Once the web has been constructed, the spider will either sit in the centre of the web, waiting for the tell-tale vibration to alert it that it has a victim, or will hide elsewhere, relying upon a signal line to call it to its meal. The spiders in our garden must be well sated as they seem to be in no undue rush to see what the latest delivery from meals on wings has brought them. When they do investigate, they seem to move rather gingerly towards their prey which is, by now, well and truly enmeshed in the filaments of the web.

All of which brings us back to the main question: if the webs are so deadly to other insects, why don’t spiders get caught up in them too?

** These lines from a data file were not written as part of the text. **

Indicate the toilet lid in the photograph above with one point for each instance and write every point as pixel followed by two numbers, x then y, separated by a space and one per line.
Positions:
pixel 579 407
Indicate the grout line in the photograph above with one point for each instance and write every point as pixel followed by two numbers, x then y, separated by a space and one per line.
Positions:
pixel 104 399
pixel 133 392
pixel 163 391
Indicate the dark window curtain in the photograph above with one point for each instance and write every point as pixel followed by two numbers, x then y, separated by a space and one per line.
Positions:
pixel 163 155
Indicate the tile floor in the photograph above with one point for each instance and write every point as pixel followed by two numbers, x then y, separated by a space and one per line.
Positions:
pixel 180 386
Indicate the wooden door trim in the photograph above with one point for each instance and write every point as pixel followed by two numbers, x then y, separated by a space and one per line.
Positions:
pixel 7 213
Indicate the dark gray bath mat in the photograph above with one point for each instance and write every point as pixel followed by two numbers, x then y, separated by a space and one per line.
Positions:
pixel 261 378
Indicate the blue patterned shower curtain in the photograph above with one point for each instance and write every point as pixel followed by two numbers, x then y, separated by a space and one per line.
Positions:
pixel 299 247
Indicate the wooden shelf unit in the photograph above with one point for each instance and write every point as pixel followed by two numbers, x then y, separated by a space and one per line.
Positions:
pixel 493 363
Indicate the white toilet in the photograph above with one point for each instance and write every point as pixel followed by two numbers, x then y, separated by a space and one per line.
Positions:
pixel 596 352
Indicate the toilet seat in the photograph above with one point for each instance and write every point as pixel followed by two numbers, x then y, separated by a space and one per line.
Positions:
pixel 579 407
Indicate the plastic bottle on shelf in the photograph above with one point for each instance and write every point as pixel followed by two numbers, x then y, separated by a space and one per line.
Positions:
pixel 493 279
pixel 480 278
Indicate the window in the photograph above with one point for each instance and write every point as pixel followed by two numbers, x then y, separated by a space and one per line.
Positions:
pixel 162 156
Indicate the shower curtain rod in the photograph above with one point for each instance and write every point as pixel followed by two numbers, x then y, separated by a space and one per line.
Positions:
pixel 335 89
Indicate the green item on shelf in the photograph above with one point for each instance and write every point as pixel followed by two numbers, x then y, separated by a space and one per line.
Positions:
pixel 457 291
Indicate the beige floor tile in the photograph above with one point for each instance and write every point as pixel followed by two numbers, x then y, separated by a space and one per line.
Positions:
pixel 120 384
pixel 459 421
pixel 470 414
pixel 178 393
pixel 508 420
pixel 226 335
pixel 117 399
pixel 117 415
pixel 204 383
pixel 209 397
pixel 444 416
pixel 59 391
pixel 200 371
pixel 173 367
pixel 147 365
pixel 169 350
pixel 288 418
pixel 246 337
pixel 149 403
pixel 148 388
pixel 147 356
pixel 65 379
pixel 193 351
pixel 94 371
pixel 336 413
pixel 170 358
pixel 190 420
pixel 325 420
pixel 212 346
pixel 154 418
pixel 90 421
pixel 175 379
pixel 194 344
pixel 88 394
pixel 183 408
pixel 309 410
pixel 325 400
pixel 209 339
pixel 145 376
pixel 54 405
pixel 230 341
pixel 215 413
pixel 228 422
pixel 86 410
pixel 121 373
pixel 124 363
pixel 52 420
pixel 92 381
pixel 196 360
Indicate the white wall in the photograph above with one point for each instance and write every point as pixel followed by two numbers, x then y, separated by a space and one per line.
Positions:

The popular theory mooted several centuries ago was that the spider covered its body with a kind of oily coating. So convincing did the theory seem that, astonishingly, no one really bothered to find out if there was any substance to it. That is until Daniel Briceño and William Eberhard carried out a study of orb-weaving spiders in Costa Rica — nice work if you can get it — and published their findings in the German scientific journal, Naturwissenschaften, in April 2012.

They discovered that not all the threads in a web are sticky. Those areas made with dragline silk, principally the centre and the spokes, are dry, providing the spider with routes around the web that it can travel along without getting stuck.

That’s not the whole story, of course, because their prey will have landed and enmeshed themselves in a sticky part of the web. So how do spiders negotiate that last little bit to collect their reward? Unlike their prey, which had rushed headlong to their doom, the spiders approached their victim very cautiously, ensuring that they held their bodies clear of the web and that only the tips of their legs touched the sticky filaments.

Now for the clever part. The setae — dense arrays of short bristly hairs on their legs — are arranged in irregular rows, allowing each bristle to break free from the adhesive droplets on the thread one at a time. So, whilst there is contact, not enough of their body touches the adhesive to impede its movement along the web.

Even that, though, didn’t appear to tell the whole story. Attaching a spider’s leg to the sticky part of the web, the scientists found that it could not be easily removed. Perhaps, after all, the bristles did have some special coating, giving it extra protection against the adhesive substances.

Chemical analysis revealed that there were several oily substances present on the bristles that could act as a non-stick coating. As spiders are inveterate groomers, passing their legs through their mouths, the scientists surmised that they could be removing any vestiges of adhesive from their bristles and renewing the coating of anti-adhesive substances.

A web is clearly not just a thing of beauty. Their careful construction and the spider’s natural defences turn them into an efficient killing machine that, with caution, they can navigate without being hoist by their own petard. Otherwise, what a phenomenal own goal that would be.